Saturday, November 15, 2008

Finished!

This will be the last post in this blog. I had my presentation last tuesday where i outlined my work in a 9 minute presentation.

Basically coming into this there was concerns over whether Glosser would scale if demand grew. LSA does not scale well with document length and even with moderately sized documents, increasing users can greatly degrade response time.

The idea of storing the model was what was looked at in the treatise. In Java this was simple as implementing serializable interface allows objects to be stored in binary files. I looked into compressing these files using GZIP however this was a poor time/space trade-off since there is little redundant information.

As the initial results came in from the tests storing the model provided great increases in time over recalculation. And the size of the model was feasible only 190KB for 3000 word documents.

Looking to add further to the project i looked at possibly changing the SVD to use Lanczos which is much faster than the standard method which was used by the Weka Library. However without a freely available Java implmentation there was simply not enough time in this short project to implement any solution. However Lanczos is important for performance and will eventually be integrated into Glosser. Most likely through linking to a Matlab implementation of Lanczso (like PROPACK).
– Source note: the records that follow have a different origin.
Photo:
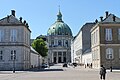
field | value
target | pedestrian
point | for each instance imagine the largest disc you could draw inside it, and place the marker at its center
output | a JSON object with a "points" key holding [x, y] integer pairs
{"points": [[102, 72]]}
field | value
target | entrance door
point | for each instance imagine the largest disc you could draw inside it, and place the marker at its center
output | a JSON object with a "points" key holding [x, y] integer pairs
{"points": [[59, 60], [54, 59]]}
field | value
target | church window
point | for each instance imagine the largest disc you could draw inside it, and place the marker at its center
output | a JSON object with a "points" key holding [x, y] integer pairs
{"points": [[66, 43], [109, 53], [1, 35], [108, 34], [119, 34], [59, 31], [13, 54], [59, 43]]}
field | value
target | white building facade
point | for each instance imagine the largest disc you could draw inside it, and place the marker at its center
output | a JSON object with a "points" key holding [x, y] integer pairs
{"points": [[14, 43], [59, 37], [81, 45]]}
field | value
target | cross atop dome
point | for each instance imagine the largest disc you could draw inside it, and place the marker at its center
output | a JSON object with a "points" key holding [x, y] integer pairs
{"points": [[59, 16]]}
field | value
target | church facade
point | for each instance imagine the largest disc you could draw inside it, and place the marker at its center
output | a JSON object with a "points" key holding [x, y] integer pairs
{"points": [[14, 43], [59, 37]]}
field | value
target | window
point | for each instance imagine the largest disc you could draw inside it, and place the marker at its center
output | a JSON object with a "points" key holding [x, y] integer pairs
{"points": [[59, 31], [59, 43], [1, 35], [96, 36], [108, 34], [119, 34], [109, 53], [13, 54], [66, 43], [1, 55], [13, 35], [119, 53]]}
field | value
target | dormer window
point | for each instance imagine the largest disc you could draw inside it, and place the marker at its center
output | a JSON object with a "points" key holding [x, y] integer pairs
{"points": [[108, 34]]}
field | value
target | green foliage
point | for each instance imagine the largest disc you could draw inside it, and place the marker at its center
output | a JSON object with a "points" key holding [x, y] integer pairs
{"points": [[40, 46]]}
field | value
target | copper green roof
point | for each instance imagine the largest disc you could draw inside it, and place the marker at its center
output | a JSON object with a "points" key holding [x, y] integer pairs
{"points": [[59, 27]]}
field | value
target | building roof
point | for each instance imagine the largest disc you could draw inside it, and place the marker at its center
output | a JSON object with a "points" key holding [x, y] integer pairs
{"points": [[11, 20], [111, 18], [59, 27]]}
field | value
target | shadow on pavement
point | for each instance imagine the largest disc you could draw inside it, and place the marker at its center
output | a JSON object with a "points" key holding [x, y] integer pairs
{"points": [[44, 69]]}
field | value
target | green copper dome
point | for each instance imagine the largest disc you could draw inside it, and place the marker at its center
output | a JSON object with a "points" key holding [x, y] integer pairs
{"points": [[59, 27]]}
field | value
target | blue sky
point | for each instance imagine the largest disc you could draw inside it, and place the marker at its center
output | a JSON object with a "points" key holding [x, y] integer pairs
{"points": [[41, 14]]}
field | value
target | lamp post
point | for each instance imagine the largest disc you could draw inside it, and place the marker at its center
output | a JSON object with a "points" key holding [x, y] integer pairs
{"points": [[14, 61]]}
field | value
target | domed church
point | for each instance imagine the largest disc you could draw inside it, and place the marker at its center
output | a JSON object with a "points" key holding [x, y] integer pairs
{"points": [[59, 37]]}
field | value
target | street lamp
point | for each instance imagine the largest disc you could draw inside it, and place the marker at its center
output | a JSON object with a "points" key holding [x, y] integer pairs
{"points": [[14, 52]]}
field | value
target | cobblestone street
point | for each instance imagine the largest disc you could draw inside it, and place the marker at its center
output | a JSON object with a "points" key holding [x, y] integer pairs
{"points": [[58, 73]]}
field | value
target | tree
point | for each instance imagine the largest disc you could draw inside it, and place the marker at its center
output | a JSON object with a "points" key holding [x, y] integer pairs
{"points": [[40, 46]]}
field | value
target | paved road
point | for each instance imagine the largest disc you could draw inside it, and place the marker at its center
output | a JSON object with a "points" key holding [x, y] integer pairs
{"points": [[59, 73]]}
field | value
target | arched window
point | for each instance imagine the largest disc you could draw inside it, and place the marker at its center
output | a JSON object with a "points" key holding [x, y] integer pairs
{"points": [[59, 31], [109, 53], [59, 43]]}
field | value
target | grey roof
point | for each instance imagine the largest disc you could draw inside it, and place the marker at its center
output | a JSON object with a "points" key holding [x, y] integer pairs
{"points": [[110, 18], [10, 20]]}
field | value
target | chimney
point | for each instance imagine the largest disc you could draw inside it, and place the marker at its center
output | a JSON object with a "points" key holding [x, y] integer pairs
{"points": [[114, 18], [101, 18], [24, 22], [13, 12], [107, 14]]}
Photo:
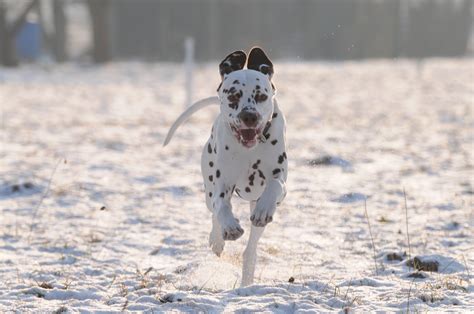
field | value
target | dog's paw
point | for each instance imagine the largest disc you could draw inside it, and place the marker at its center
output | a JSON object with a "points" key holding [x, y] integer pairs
{"points": [[262, 214], [232, 230], [216, 242]]}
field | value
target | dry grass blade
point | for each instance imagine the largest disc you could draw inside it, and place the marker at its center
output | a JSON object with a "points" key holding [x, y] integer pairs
{"points": [[406, 225], [371, 237], [35, 211]]}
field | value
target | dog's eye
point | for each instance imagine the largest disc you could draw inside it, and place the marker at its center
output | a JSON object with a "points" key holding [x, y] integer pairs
{"points": [[260, 98], [233, 97]]}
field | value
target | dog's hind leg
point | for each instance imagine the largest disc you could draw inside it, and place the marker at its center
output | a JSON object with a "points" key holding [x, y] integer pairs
{"points": [[250, 253]]}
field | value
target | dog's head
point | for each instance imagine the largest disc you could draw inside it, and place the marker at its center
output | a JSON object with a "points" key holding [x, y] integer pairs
{"points": [[246, 95]]}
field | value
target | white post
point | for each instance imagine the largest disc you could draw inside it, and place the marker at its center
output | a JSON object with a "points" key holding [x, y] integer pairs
{"points": [[188, 67]]}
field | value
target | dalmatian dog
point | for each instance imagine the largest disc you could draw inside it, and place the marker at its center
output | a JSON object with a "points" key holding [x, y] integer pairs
{"points": [[245, 153]]}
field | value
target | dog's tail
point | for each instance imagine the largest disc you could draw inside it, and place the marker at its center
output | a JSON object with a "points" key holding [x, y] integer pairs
{"points": [[214, 100]]}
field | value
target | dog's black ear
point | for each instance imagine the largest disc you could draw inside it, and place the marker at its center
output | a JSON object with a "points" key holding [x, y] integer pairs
{"points": [[233, 62], [259, 61]]}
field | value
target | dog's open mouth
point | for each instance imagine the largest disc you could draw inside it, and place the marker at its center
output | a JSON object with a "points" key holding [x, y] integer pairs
{"points": [[247, 137]]}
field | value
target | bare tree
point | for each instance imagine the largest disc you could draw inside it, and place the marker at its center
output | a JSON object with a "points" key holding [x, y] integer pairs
{"points": [[8, 32], [99, 11]]}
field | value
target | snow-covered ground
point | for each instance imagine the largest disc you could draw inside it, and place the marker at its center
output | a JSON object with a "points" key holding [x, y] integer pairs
{"points": [[97, 215]]}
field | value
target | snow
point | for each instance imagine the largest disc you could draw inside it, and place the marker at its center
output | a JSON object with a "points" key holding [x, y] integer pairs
{"points": [[122, 224]]}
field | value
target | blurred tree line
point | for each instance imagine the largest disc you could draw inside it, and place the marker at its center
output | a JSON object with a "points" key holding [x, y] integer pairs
{"points": [[154, 30]]}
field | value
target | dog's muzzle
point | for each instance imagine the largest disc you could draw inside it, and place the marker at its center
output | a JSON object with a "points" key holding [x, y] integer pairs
{"points": [[248, 133]]}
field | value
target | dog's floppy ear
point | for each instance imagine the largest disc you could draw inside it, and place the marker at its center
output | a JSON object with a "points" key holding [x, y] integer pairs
{"points": [[259, 61], [233, 62]]}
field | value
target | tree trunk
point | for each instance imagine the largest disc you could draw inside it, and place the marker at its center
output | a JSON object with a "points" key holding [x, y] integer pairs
{"points": [[100, 28], [59, 31]]}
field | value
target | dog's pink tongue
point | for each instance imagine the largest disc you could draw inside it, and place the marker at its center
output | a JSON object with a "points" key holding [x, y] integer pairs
{"points": [[248, 134]]}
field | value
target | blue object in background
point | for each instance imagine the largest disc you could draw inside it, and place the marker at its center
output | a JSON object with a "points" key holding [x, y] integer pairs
{"points": [[28, 41]]}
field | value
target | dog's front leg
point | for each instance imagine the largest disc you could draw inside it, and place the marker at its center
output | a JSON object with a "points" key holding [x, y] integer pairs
{"points": [[250, 253], [274, 193], [222, 208]]}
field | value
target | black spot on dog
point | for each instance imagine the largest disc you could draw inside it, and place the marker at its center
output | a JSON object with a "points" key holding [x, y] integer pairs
{"points": [[233, 105], [255, 165]]}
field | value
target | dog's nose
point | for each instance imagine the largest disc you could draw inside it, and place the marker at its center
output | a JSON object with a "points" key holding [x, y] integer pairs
{"points": [[249, 118]]}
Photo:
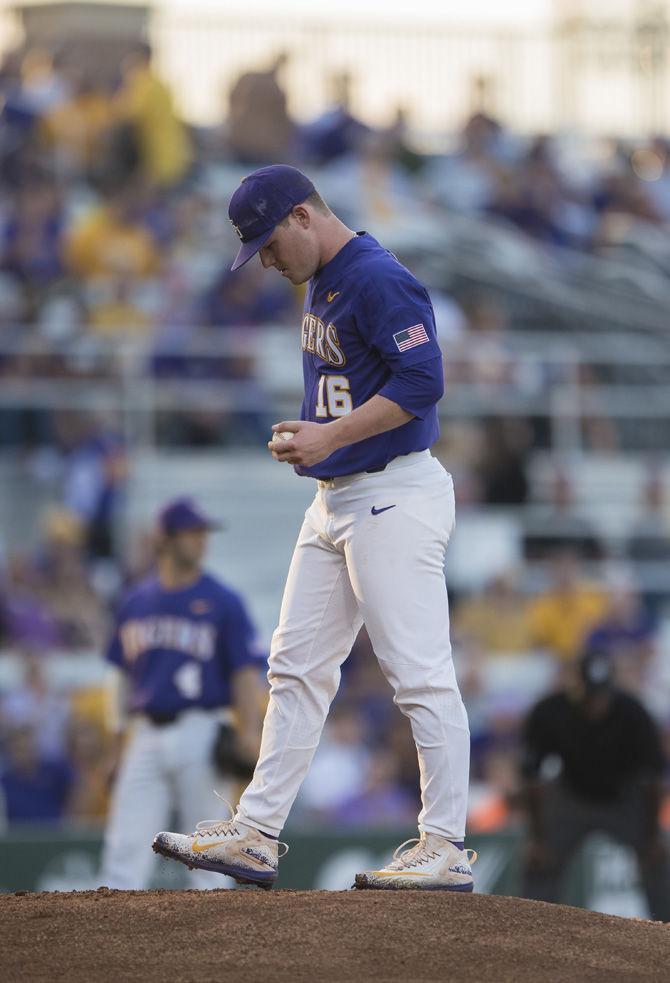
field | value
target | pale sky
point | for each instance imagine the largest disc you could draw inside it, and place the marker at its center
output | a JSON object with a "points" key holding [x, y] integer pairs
{"points": [[202, 46]]}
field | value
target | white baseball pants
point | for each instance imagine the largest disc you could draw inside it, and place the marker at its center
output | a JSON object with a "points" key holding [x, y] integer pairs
{"points": [[164, 770], [385, 569]]}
With the remaining time i modified the Weka/Jama implementation of SVD so that it would truncate the model after dimensionality reduction so as to only keep the useful data.
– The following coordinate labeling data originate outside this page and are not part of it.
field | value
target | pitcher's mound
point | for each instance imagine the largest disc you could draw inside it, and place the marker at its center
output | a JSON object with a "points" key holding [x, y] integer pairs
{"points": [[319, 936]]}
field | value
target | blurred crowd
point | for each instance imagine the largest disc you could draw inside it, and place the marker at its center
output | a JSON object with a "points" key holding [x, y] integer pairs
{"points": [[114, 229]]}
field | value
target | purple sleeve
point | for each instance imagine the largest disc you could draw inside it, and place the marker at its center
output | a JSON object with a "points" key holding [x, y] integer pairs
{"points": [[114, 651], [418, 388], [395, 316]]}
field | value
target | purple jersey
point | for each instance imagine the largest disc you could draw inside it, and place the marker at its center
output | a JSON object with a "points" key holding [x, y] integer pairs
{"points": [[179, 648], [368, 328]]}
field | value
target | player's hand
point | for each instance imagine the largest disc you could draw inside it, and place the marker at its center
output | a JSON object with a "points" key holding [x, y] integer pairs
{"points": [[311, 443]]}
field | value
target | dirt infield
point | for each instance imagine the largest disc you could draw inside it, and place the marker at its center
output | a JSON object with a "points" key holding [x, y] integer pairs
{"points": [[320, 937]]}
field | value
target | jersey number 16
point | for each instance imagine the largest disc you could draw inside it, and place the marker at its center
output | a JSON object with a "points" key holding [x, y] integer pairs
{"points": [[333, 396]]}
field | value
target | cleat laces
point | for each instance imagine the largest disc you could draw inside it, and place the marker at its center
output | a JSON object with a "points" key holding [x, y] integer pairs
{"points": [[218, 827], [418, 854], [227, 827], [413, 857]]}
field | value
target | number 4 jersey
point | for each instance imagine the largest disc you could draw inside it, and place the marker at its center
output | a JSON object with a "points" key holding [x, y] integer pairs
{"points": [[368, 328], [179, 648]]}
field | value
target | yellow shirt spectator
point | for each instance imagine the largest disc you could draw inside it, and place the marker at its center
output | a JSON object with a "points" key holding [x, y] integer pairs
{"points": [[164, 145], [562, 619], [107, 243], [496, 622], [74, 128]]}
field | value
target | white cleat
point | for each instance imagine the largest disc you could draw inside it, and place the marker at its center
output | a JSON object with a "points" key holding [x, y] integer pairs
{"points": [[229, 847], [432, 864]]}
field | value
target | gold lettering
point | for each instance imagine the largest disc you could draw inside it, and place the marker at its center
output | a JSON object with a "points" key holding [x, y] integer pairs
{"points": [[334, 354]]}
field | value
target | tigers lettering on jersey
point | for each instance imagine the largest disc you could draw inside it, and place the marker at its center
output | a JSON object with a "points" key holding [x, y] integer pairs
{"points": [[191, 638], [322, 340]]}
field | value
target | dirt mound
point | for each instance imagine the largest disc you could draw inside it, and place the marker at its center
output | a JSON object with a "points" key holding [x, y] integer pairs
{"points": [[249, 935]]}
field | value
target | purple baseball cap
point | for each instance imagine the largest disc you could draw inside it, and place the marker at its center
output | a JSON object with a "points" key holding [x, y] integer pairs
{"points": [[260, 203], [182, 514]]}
So summing up , storing the model was a good idea. It provides a good time/space trade-off. For example with 200 concurrent users with 3000 word documents. Even if only 30% of the requests were for previously calculated models the system would still gain a 20% increase in performance by storing models. In addition storing the model can bring about other advantages such as been able to process and stored models offline whilst the user does not wait. For example student emails document and then gets reply when feedback is ready.

Overall this was an interesting project to be part of. Best of luck to the Glosser project and thanks to my Supervisors Dr. Rafael Calvo and Jorge Villalon.


Asela

Monday, November 3, 2008

Presentation

Now with the written treatise over my focus is on the presentation and upcoming final exams.
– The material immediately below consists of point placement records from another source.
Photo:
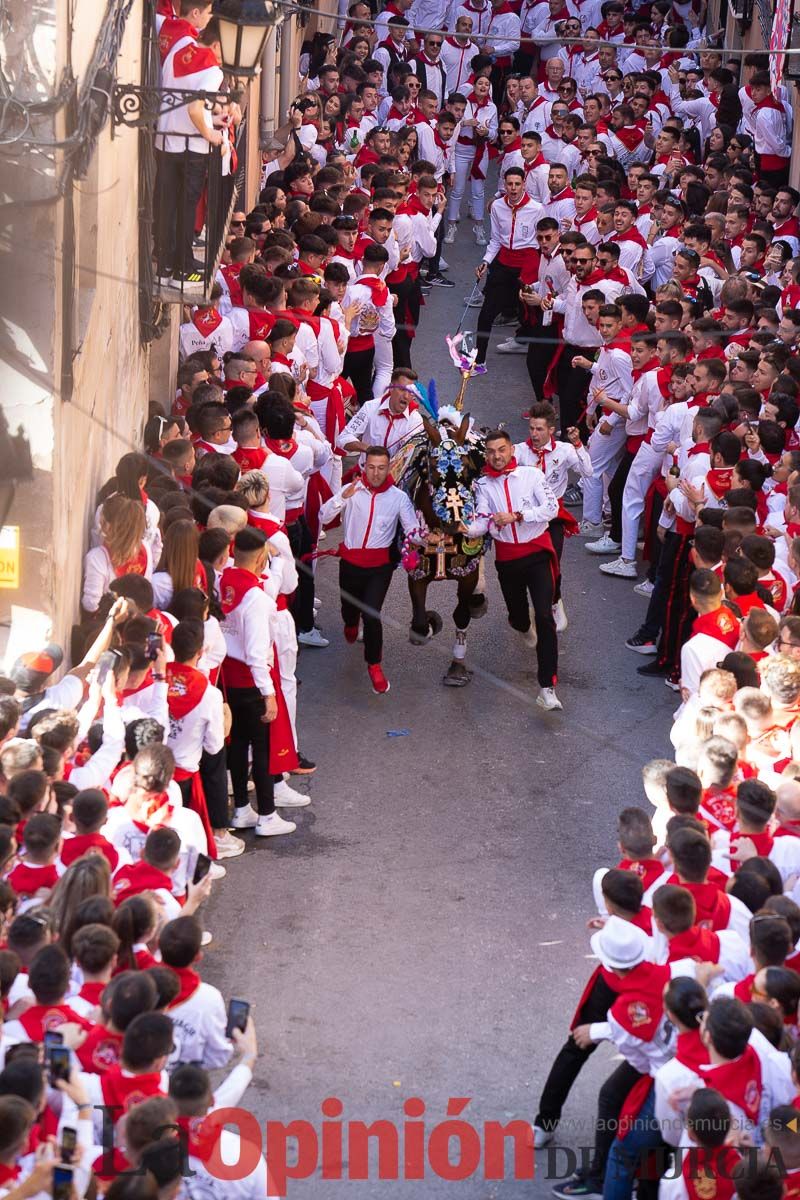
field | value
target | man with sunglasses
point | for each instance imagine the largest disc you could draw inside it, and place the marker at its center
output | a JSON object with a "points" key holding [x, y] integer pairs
{"points": [[429, 70]]}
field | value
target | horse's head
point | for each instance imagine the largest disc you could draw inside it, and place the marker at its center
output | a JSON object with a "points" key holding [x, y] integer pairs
{"points": [[452, 468]]}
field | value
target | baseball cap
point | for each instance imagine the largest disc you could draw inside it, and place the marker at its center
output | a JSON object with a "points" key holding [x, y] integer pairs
{"points": [[34, 669]]}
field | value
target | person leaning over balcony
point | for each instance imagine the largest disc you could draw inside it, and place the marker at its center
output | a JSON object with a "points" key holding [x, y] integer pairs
{"points": [[182, 147]]}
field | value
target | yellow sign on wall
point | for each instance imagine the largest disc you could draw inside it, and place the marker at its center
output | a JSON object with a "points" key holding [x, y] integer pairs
{"points": [[10, 557]]}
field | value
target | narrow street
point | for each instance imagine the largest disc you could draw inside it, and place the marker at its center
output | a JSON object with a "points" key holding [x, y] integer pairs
{"points": [[422, 934]]}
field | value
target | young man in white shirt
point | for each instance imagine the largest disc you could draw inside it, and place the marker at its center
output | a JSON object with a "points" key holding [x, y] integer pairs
{"points": [[248, 625], [371, 509], [554, 460], [515, 504]]}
I have come to realise how little 9 minutes is for a presentation especially when you have a semester of stuff to talk about. I met with Jorge last week who gave me a general template of what topics to talk about and what had to be cut out.

To help achieve the time constraints i won't be discussing the GZIP compression and also the Lanczos algorithm.

I have my draft presentation ready though and as per Rafael's request his thesis students including me will be giving a rehearsal presentation tomorrow. This will give me a chance to get some feedback to refine the presentation.

This semester(which should be my last) is closing and now there are only a couple of weeks until its all over.

Monday, October 27, 2008

Treatise Printed!

I went to officeworks today and got the treatise printed. It is now complete and ready to go (Submission on wednesday). To give a bit of an idea of what i did here is the abstract. I still have the presentation to work on and i'll post some charts of the results later.


With the emergence of Web 2.0 and increasing ubiquity of the internet, there has been a rise in the amount of rich internet applications, and particularly collaborative web applications. One particular application, relevant for Collaborative Work and Collaborative Learning is Collaborative Writing (CW), which corresponds to write a document synchronously by more than one author. CW as a learning activity is especially relevant for the teaching and learning of Academic writing in higher education. Google Docs is a CW application that simulates a Word processor within a web page, it is used by students in the School of EIE at the University of Sydney to write collaboratively.

Feedback on students' writing is an important source of students' learning of academic writing, however providing more feedback is too costly because it requires a lot of human time. Automated tools to provide feedback on writing have been proposed and tested. One of these was implemented at the School of EIE, it's called Glosser and uses Machine Learning
(particularly Text Mining) techniques to provide automatic feedback on essays. Glosser works as a web application integrated with Google Docs.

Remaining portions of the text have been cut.